The Clinic—March 31, 2006
While Maria and I were in Haiti in December, ’05 we didn’t work in Sister Lila’s clinic because the travel would have been too dangerous. Car jacking and kidnappings occurred daily. There were 120 reported kidnappings in December, but only six reported in March. The Haitians that we talk to say the amount of violence has decreased due to the presidential elections that were successfully held on February 7.
When Yvon the driver picked us up today, we were happy to see him. He has been working for sister for years and is very dependable. On airport road, about one mile from where we stay, were concrete road blocks and we pulled over when motioned to do so by UN forces holding carbines. They just asked to see our vehicle's registration papers and were very polite. The soldiers appeared calm talking to the people that walked by. We were gone in two minutes.
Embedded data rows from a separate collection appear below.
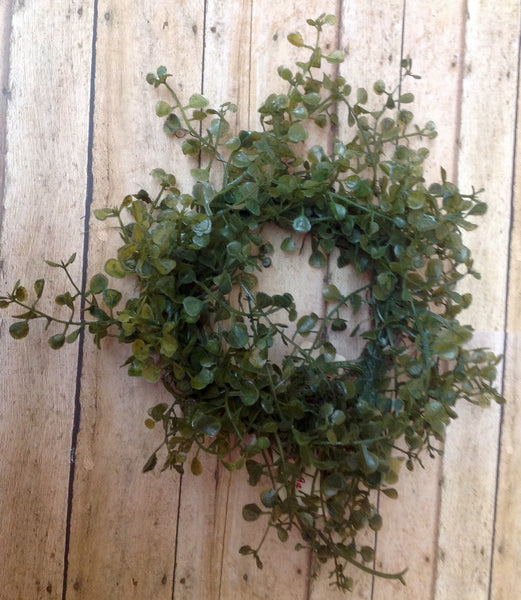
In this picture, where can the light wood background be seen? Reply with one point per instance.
(78, 519)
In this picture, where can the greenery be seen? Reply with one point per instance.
(200, 325)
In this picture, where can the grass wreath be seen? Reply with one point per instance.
(254, 382)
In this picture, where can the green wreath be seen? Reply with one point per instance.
(202, 326)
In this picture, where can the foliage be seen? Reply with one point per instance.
(201, 326)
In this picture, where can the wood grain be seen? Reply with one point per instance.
(42, 208)
(365, 63)
(123, 539)
(119, 534)
(434, 49)
(506, 566)
(485, 160)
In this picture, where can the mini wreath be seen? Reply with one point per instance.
(320, 432)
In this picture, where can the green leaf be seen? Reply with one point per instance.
(306, 324)
(480, 208)
(208, 424)
(56, 341)
(370, 461)
(150, 464)
(361, 96)
(269, 498)
(172, 124)
(202, 379)
(197, 101)
(237, 336)
(296, 39)
(331, 293)
(200, 174)
(287, 245)
(111, 297)
(317, 260)
(390, 492)
(163, 108)
(114, 268)
(297, 133)
(335, 57)
(71, 338)
(302, 224)
(406, 98)
(249, 393)
(98, 283)
(415, 200)
(19, 330)
(38, 287)
(196, 467)
(20, 294)
(193, 306)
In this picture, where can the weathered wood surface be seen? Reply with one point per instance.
(78, 131)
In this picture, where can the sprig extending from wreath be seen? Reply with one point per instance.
(201, 326)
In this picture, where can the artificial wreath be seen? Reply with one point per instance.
(201, 325)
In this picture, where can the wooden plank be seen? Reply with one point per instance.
(42, 206)
(123, 532)
(360, 24)
(270, 24)
(204, 502)
(506, 566)
(432, 38)
(470, 462)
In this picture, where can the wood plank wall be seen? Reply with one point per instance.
(77, 131)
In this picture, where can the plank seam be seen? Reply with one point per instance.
(174, 571)
(455, 170)
(81, 340)
(6, 53)
(506, 312)
(179, 497)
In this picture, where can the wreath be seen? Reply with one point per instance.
(253, 381)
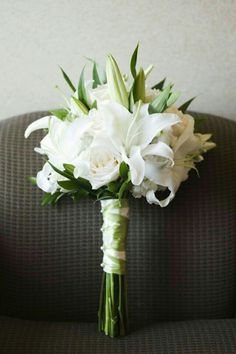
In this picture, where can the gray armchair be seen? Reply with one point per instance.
(181, 260)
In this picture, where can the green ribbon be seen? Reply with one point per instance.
(114, 229)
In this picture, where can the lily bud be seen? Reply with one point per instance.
(115, 82)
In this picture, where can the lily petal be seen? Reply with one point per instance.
(41, 123)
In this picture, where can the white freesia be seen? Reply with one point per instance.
(173, 169)
(47, 179)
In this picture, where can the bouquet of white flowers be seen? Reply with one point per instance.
(117, 137)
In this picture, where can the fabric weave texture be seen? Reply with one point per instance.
(181, 260)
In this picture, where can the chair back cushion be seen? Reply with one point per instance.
(181, 259)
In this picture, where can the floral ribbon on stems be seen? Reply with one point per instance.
(115, 224)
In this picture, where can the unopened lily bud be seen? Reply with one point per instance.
(115, 82)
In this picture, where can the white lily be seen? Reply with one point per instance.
(131, 134)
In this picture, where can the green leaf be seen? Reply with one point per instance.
(160, 102)
(139, 87)
(69, 185)
(49, 198)
(94, 105)
(115, 82)
(124, 187)
(32, 180)
(173, 98)
(123, 170)
(76, 197)
(133, 61)
(80, 105)
(186, 104)
(113, 186)
(69, 168)
(96, 79)
(148, 70)
(66, 77)
(160, 85)
(59, 113)
(62, 173)
(198, 123)
(84, 183)
(82, 95)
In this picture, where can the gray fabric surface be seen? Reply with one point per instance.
(181, 259)
(190, 337)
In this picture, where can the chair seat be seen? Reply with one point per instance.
(197, 336)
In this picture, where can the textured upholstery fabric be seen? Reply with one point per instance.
(187, 337)
(181, 259)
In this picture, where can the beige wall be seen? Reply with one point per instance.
(192, 42)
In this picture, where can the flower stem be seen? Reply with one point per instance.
(112, 313)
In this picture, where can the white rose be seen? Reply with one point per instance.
(99, 164)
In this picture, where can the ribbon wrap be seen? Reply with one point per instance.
(114, 229)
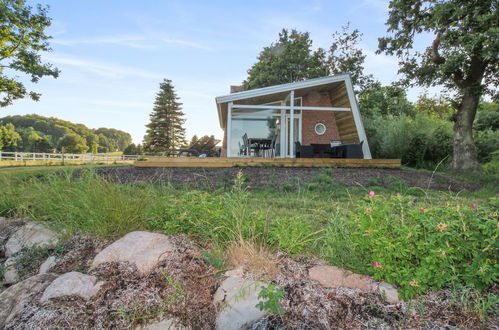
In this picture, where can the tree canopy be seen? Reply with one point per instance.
(463, 57)
(292, 58)
(43, 134)
(22, 39)
(205, 145)
(165, 129)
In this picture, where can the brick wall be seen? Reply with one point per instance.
(311, 118)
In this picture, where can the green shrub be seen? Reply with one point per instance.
(420, 249)
(420, 142)
(272, 296)
(291, 234)
(486, 142)
(492, 167)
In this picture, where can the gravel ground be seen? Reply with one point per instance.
(277, 177)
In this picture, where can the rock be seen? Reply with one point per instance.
(15, 298)
(72, 283)
(334, 277)
(11, 275)
(30, 235)
(238, 298)
(168, 324)
(387, 291)
(47, 264)
(140, 248)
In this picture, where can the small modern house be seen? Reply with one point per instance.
(306, 119)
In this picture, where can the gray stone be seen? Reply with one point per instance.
(168, 324)
(72, 283)
(237, 299)
(47, 264)
(140, 248)
(30, 235)
(387, 291)
(334, 277)
(11, 275)
(15, 298)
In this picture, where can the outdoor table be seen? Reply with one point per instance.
(259, 144)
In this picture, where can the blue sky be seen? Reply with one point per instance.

We saw about 6 white UN tanks on the way to and from the clinic.
Clinic went very well today. Friday is pediatric day and the census was down some (probably about 100 kids) due to the rains at night which fill the puddles in the dirt road and make it very difficult for public transportation to make it down the road.
On the way home, Yvon took a shortcut through Cite Soleil. We went down a new boulevard named after a young man killed by United Nations forces in the last few months. Everything in the slum looked normal to me except the buildings with their walls pockmarked by holes from bullets over the last several years. Gangs and UN forces had fought it out many times.
It was amazing traveling through this slum that is the home to an estimated 200,000 people that had been walled off from the rest of the world for months before the elections. Now kids played on the sidewalks and ladies sold their wares on the street corners as usual. Yvon had a big smile on his face as he drove through…Preval had won and Soleil was quiet for now. Haitians love tranquility.